Der Umsatz stieg um 16,3 Prozent gegenüber dem Vorjahr auf rund 2,2 Mrd. Euro. Das EBITDA hat sich auf 223,8 Mio. Euro mehr als verdoppelt (Vorjahr: 108,2 Mio. Euro) und hob die EBITDA-Marge auf 10,3 Prozent von 5,8 Prozent. Der Jahresüberschuss kletterte auf 111,5 Mio. Euro nach 31,0 Mio. Euro im Vorjahresquartal, der Freie Cashflow erreichte 165 Mio. Euro.
Der Auftragseingang im Segment Projekte stieg um 32,2 Prozent auf 3.054 MW aus zehn Ländern, bei stabilem durchschnittlichem Verkaufspreis von 0,97 Mio. Euro pro MW. Zum Ende Juni belief sich der Auftragsbestand auf 18,4 Mrd. Euro nach 14,3 Mrd. Euro ein Jahr zuvor. „Die Ergebnisse zeigen die Fortschritte bei der Umsetzung unserer Projekte und der Verbesserung unserer Profitabilität”, sagte Vorstandschef José Luis Blanco und betonte den Fokus auf das mittelfristige Margenziel.

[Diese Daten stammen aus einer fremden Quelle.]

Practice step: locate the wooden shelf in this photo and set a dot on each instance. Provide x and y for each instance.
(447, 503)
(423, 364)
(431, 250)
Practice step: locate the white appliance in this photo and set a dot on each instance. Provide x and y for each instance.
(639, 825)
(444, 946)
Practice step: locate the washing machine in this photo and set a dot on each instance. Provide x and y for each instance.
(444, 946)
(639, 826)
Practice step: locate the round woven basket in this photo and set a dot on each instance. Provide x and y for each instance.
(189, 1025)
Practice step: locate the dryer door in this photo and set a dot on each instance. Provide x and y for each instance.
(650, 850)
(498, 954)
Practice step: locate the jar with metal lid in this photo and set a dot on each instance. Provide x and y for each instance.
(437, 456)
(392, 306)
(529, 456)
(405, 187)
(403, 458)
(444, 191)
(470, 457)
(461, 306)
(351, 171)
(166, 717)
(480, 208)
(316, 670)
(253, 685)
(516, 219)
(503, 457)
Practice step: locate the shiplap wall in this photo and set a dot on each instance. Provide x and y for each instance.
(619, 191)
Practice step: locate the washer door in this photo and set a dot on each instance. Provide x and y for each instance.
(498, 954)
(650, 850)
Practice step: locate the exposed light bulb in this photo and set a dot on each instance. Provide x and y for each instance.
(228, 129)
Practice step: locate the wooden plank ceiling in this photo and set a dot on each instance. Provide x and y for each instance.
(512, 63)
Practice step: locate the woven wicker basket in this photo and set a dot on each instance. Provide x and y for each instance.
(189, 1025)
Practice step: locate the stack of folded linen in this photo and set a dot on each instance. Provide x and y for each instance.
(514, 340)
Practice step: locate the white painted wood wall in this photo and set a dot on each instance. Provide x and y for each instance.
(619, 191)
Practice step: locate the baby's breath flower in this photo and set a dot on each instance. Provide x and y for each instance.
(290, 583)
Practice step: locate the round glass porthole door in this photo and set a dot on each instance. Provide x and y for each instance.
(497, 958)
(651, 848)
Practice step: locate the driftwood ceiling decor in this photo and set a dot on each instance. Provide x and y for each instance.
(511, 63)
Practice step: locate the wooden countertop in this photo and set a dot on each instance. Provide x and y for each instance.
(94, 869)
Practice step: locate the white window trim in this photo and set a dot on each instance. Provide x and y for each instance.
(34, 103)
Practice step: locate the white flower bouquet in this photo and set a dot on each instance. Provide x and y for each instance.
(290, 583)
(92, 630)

Im Quartal installierte Nordex 1.168 MW in 15 Ländern, davon 87 Prozent in Europa. Für den Ostsee- und den breiteren europäischen Markt deuten die Rückkehr zu zweistelligen Margen und ein wachsender Auftragsbestand auf eine Lieferkette hin, die nach mehreren mageren Jahren finanziell wieder Tritt fasst — eine Voraussetzung für den Onshore- und Offshore-Ausbau der Region.